Tuesday, July 3, 2012

Why the OSR is Cool

A movement is happening in the shadows of the big fantasy RPGs. It calls itself the old-school renaissance, or OSR for short. You might have seen its logo popping up around the web.

Like most grassroots movements, there’s no specific date when this got started. It’s tough even to say whether what we’re seeing is a true renaissance or just greater visibility thanks to the web. Old-school blogs are easy to find. I run across a “new” one every couple of days. The best of them are outstanding. They offer some of the best RPG blogging out there.

Every edition has its adherents who never jumped to a newer version; they get everything they want from whichever generation of D&D they’re playing. What distinguishes the OSR from people who never stepped away from AD&D or OD&D is the appearance of retroclone games. Retroclones are newly written games that emulate the rules and frequently the writing style of D&D rules from the 1970s and early ’80s. These publications are made possible by the OGL and the SRD (and possibly by a lack of interest or time in the Wizards of the Coast legal department).

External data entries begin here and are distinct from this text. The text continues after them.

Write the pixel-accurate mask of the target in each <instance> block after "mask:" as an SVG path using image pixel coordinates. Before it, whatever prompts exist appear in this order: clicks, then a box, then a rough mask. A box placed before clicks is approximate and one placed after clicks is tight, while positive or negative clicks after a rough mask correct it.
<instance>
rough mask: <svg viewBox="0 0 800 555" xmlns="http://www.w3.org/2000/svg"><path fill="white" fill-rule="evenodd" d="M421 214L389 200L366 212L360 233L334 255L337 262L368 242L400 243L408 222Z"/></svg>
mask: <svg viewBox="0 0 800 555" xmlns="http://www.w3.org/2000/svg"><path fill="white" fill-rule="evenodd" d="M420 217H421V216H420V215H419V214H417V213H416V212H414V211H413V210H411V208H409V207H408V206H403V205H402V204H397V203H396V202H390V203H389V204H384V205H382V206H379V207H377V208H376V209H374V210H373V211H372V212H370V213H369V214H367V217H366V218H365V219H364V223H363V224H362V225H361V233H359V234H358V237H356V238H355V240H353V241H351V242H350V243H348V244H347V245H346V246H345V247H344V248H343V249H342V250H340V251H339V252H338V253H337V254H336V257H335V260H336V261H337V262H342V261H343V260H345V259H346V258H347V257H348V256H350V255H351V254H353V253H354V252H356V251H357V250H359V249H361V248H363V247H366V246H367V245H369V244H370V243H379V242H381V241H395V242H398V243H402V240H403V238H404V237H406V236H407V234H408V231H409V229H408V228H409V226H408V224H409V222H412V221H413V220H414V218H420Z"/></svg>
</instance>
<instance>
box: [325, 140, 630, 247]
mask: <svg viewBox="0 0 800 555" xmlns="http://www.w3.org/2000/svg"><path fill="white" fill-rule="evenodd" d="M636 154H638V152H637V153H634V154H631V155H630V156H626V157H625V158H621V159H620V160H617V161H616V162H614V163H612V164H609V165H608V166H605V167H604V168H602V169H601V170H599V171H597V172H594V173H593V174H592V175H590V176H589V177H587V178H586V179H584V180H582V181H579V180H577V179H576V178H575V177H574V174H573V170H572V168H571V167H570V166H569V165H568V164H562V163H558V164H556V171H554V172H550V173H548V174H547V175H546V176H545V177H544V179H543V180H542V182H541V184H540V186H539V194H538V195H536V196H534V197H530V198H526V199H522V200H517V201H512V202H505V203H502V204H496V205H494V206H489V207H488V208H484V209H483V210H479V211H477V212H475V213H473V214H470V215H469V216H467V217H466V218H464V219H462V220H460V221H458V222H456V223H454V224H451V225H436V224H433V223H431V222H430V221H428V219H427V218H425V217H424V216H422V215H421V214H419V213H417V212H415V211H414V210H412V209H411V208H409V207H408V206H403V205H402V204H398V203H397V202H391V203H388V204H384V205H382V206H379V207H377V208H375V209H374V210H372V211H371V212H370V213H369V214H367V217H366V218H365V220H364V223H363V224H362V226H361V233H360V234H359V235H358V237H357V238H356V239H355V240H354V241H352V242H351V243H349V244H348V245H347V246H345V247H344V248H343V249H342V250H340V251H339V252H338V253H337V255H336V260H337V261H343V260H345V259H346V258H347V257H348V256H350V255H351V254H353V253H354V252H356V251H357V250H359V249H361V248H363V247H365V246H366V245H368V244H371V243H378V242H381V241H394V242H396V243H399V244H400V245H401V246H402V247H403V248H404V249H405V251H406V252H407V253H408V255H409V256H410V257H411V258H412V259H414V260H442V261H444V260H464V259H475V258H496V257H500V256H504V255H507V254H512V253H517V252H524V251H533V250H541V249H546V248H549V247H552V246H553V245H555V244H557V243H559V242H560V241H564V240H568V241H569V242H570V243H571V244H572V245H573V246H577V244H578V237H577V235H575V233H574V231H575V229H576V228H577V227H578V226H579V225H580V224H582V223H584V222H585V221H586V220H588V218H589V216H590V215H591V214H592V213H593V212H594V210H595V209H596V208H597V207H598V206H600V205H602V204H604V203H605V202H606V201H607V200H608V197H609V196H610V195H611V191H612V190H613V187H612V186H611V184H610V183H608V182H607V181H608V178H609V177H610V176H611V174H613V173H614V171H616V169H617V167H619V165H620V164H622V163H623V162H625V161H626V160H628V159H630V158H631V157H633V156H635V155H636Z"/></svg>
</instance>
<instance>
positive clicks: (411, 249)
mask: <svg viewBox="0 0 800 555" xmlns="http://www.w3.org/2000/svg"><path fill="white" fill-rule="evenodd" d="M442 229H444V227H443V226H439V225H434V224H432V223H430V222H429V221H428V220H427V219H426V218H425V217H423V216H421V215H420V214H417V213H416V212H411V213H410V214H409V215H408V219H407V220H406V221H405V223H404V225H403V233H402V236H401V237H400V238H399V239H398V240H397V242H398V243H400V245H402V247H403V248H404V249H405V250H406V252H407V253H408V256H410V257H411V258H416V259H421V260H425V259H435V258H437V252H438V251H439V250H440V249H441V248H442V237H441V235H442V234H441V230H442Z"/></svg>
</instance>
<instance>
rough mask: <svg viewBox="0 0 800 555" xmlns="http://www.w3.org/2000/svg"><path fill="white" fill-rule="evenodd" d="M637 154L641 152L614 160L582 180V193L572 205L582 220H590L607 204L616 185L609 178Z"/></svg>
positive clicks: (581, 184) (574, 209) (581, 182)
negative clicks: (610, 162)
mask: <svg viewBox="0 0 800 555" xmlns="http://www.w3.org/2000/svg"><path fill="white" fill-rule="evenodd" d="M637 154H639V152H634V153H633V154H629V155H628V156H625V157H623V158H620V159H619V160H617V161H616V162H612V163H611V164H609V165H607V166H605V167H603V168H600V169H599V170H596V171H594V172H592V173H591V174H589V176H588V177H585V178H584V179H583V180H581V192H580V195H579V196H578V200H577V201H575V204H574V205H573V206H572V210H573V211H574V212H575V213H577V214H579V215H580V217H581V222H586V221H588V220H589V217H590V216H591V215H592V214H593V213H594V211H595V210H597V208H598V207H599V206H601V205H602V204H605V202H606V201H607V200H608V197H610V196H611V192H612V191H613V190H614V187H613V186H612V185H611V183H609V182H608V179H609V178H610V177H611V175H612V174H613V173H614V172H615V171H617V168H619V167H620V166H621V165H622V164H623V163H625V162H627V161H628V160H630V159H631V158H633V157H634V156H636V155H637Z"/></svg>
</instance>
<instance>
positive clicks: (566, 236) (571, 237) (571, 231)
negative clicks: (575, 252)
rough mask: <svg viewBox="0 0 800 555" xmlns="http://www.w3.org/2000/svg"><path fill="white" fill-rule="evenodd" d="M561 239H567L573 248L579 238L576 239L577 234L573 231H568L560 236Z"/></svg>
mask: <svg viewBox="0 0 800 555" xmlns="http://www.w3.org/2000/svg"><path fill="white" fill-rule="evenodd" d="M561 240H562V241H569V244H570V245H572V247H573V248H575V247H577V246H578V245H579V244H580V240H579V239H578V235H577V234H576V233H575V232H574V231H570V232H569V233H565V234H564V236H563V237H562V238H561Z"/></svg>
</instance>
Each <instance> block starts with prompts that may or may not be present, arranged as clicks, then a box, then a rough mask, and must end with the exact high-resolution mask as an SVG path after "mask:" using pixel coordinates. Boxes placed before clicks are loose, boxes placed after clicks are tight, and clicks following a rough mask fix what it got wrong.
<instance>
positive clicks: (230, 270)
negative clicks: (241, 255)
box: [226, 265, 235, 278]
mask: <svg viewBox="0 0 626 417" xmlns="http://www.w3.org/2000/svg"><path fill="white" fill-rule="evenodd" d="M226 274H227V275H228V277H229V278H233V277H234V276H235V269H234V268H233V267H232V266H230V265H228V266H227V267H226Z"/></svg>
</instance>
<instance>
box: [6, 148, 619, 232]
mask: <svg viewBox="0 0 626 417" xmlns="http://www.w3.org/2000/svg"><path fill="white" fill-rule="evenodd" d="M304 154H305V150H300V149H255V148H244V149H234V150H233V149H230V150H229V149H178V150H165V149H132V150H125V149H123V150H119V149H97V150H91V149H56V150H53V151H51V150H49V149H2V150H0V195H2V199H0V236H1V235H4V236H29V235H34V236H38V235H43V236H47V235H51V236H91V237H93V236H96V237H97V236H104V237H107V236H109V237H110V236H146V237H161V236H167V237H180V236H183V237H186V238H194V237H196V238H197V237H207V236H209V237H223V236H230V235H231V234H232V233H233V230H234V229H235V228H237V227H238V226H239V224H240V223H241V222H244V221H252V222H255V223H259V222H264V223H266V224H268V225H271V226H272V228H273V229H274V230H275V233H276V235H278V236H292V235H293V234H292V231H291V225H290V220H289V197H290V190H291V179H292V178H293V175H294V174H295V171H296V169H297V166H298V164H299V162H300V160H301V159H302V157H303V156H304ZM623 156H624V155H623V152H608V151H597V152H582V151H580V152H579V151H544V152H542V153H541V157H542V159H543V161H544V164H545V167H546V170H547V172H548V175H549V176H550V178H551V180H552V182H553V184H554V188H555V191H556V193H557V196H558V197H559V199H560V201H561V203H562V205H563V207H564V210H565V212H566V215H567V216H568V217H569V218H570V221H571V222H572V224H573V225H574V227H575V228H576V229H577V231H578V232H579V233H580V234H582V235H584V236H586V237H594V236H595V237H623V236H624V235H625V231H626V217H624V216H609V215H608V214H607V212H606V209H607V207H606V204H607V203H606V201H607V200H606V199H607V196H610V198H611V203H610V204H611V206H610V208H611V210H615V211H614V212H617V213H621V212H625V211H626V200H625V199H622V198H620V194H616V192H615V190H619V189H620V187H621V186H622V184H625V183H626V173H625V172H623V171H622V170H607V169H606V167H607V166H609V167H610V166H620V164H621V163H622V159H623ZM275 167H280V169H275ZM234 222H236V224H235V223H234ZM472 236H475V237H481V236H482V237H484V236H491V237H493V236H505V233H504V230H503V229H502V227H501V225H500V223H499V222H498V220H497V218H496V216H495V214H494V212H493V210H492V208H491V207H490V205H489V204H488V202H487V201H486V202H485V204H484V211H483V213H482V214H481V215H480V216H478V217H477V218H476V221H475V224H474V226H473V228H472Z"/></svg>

(Read the rest at Kobold Quarterly ...)


  1. While I love the OSR spirit and loathe very nearly every rpg product produced in the 21st century, as a 2E devotee, I find myself in a no-man's land.

    Not new or old, just middle school.

    That said, I've been passionately trying to convert my 3E friends to LotFP. 'cause I don't want to DM it, but I wouldn't mind playing it.

    1. One advantage that 2E has over other old-school material is that it doesn't need a retroclone. The original books are still easy to find in good condition at reasonable prices. Also, 2E doesn't cry out for home-ruling nearly as much as earlier editions, since the main point of the new edition was not to change the original game as much as to smooth out its inconsistencies and incorporate the most popular home rules into the game. As with any game, 4E and Pathfinder included, the biggest hurdle is getting everyone to agree on which rules to play.

      I'd like to play some LotFP, too. I've read it but have yet to actually roll any dice in its name.

  2. I think where you have microlite20, you're actually thinking of microlite74.

    1. Yep. I tend to conflate the two, but ML74 is the appropriate version for this discussion.